FieldTypeRequiredDescription
redirection_urlstringYesThe URL where users will be redirected after completing the onboarding process. Must be a valid HTTPS URL.

Response

Success Response (200 OK)

When the onboarding initialization is successful, the API returns configuration details: 
{
  "status": "SUCCESS",
  "onboarding_url": "https://uat.pfm.equal.in/pfm?access_token=eyJhbGciOiJSUz.."
}
FieldTypeDescription
statusstringStatus of the API call. Will be SUCCESS for successful requests.
onboarding_urlstringThe complete URL to redirect users to for starting the onboarding process. Contains an access token as a query parameter.

Error Responses (400 Bad Request / 401 Unauthorized)

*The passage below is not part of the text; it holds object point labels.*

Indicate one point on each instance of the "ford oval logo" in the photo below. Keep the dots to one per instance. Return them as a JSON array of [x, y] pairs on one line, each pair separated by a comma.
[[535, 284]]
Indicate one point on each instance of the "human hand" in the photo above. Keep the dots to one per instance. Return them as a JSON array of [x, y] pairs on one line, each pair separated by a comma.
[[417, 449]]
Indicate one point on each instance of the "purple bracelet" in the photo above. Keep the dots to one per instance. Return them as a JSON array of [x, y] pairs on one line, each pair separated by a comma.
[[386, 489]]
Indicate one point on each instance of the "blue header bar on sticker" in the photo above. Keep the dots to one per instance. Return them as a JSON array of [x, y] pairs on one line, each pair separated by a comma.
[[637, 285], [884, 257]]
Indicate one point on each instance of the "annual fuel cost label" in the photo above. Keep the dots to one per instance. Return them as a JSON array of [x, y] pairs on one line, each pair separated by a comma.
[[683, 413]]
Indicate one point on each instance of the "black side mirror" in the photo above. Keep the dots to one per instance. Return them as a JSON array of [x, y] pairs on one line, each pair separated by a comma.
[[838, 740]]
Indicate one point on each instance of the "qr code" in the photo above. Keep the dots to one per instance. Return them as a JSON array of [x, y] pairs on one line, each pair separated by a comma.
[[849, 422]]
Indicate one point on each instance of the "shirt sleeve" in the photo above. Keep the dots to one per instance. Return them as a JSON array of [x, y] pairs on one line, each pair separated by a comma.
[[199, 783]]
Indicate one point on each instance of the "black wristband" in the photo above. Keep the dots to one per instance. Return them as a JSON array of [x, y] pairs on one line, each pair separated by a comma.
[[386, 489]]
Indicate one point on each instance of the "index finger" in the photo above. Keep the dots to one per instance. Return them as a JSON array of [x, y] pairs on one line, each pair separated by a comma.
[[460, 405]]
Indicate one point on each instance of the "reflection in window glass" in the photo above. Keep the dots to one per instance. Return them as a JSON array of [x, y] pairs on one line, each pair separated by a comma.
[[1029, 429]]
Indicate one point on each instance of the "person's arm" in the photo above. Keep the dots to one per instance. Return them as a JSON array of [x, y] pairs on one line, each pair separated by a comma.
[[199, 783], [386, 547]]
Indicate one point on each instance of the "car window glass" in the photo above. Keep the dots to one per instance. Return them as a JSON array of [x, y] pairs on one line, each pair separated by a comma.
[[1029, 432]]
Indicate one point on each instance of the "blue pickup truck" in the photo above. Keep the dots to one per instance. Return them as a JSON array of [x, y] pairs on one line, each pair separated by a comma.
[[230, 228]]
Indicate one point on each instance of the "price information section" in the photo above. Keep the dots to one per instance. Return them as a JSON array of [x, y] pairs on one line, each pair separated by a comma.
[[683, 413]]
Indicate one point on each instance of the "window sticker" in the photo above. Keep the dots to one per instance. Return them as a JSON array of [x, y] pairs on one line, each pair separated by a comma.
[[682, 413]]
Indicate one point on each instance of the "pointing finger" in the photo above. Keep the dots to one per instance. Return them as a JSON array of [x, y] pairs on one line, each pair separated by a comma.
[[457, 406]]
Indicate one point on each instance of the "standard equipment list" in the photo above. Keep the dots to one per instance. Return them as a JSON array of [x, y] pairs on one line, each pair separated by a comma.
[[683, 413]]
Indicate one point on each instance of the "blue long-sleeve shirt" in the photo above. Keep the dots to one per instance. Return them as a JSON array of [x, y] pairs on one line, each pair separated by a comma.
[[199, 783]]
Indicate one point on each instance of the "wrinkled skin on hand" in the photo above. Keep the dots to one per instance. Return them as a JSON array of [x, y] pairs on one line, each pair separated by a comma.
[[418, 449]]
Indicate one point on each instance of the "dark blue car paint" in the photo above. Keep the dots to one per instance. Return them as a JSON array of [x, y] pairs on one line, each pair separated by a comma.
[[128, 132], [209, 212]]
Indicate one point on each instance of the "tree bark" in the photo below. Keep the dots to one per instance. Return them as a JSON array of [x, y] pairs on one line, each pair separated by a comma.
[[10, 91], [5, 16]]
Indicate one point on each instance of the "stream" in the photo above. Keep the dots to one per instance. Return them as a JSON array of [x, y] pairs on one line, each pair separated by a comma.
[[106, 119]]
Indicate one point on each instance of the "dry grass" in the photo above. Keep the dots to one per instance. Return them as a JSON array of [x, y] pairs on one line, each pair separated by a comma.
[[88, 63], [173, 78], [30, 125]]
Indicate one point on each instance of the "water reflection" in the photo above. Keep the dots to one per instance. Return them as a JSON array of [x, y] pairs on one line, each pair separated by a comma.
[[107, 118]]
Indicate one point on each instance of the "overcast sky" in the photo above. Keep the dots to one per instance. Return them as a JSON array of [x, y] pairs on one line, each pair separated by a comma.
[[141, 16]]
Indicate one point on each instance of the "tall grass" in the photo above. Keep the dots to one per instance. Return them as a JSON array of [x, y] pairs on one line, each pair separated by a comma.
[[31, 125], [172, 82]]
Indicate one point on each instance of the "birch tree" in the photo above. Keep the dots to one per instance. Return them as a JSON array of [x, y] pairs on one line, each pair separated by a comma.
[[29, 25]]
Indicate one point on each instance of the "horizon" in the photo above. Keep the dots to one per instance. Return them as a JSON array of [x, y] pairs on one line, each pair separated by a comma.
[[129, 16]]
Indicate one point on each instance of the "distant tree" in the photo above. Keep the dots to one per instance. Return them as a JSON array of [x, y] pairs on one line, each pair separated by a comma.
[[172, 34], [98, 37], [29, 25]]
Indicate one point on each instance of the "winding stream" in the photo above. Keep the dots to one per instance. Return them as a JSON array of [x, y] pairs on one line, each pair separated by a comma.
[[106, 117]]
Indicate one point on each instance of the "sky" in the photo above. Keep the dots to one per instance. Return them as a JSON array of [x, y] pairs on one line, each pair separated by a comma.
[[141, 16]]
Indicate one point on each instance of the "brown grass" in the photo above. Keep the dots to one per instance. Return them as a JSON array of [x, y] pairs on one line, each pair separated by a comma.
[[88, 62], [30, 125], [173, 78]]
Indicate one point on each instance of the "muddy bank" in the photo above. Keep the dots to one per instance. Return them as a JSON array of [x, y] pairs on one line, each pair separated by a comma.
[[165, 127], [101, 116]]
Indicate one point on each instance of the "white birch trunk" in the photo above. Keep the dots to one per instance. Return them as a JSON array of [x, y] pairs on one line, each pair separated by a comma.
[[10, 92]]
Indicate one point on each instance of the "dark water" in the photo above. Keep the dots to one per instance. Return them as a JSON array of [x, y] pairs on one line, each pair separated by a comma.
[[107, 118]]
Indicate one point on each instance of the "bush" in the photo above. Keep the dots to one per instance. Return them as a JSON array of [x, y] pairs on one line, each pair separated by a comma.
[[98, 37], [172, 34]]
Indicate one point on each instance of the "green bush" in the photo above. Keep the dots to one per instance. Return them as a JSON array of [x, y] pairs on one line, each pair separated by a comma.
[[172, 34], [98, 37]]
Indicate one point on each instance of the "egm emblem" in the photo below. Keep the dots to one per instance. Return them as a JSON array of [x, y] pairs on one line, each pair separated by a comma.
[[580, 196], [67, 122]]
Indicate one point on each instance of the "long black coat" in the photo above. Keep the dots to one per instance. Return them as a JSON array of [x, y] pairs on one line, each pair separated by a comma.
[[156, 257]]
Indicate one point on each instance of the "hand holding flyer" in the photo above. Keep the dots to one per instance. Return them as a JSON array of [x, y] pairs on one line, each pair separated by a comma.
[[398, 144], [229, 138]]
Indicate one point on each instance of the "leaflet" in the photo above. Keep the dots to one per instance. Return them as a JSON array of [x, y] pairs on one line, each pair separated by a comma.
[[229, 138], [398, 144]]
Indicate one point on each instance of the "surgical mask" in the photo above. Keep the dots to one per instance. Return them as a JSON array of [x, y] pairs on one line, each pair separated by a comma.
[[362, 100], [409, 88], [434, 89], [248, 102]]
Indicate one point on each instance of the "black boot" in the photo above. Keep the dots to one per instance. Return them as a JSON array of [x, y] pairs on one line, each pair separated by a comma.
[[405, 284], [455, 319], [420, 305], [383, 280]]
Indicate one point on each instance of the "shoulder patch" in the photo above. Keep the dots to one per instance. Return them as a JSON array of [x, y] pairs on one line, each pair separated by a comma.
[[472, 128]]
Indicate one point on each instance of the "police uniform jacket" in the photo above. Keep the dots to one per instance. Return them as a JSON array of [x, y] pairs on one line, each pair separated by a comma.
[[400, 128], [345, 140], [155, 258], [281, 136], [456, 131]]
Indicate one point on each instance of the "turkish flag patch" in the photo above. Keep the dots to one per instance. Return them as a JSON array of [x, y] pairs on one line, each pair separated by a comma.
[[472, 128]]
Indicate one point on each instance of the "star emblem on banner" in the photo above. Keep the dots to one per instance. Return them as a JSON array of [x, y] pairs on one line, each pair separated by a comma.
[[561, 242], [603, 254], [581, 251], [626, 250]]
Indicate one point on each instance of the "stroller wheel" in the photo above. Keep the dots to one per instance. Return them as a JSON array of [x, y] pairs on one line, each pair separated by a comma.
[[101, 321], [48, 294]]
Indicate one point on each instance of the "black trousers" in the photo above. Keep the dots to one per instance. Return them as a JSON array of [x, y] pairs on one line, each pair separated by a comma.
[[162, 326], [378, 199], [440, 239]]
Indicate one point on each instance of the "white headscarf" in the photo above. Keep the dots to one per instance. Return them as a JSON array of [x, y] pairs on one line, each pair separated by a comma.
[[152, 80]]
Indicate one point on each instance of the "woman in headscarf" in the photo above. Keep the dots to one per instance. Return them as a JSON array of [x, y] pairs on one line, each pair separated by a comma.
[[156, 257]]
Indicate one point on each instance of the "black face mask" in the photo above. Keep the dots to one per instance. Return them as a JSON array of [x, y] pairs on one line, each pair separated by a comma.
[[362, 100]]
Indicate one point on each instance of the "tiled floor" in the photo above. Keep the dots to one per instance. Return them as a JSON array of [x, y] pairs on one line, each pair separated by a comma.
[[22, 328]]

When the request fails due to authentication or validation issues, the API returns specific error responses: 
{
  "status": "FAILED",
  "message": "Redirection URL is missing or empty",
  "status_code": "no_redirect_url"
}
FieldTypeDescription
statusstringStatus of the API call. Will be FAILED for failed requests.
messagestringHuman-readable error message explaining what went wrong.
status_codestringMachine-readable error code for programmatic error handling.

Error Handling

Error CodeHTTP StatusDescriptionResolution
no_redirect_url400 Bad RequestThe redirection URL is missing or empty in the request bodyProvide a valid redirection URL in the request body
invalid_session_token401 UnauthorizedThe provided authorization token is invalid, expired, or malformedObtain a new valid JWT token for API authentication

Usage Flow

  1. Initialize Onboarding: Call this API with your redirection URL to get the link to PFM WebRD
  2. Redirect User: Use the returned onboarding_url to redirect users to the PFM onboarding flow
  3. Handle Completion: Users will be redirected back to your redirection_url when they close the WebRD. The redirection URL will include a query parameter journey_status with the following values:
    • journey_status=success: At least one consent was approved by the user and was successful
    • journey_status=failure: No consents were successfully approved
  4. Continue Flow: Use the session details to proceed with subsequent PFM operations

Security Considerations

  • HTTPS Only: Always use HTTPS for redirection URLs to ensure secure data transmission
  • Token Security: Handle JWT tokens securely and avoid logging them
  • Session Expiry: Monitor session expiry times and implement appropriate timeout handling
  • URL Validation: Validate that redirection URLs belong to your domain for security
  • Encryption Support: This API supports encryption. When encryption is enabled for your integration, both request and response payloads will be encrypted. See API Encryption Guide for details.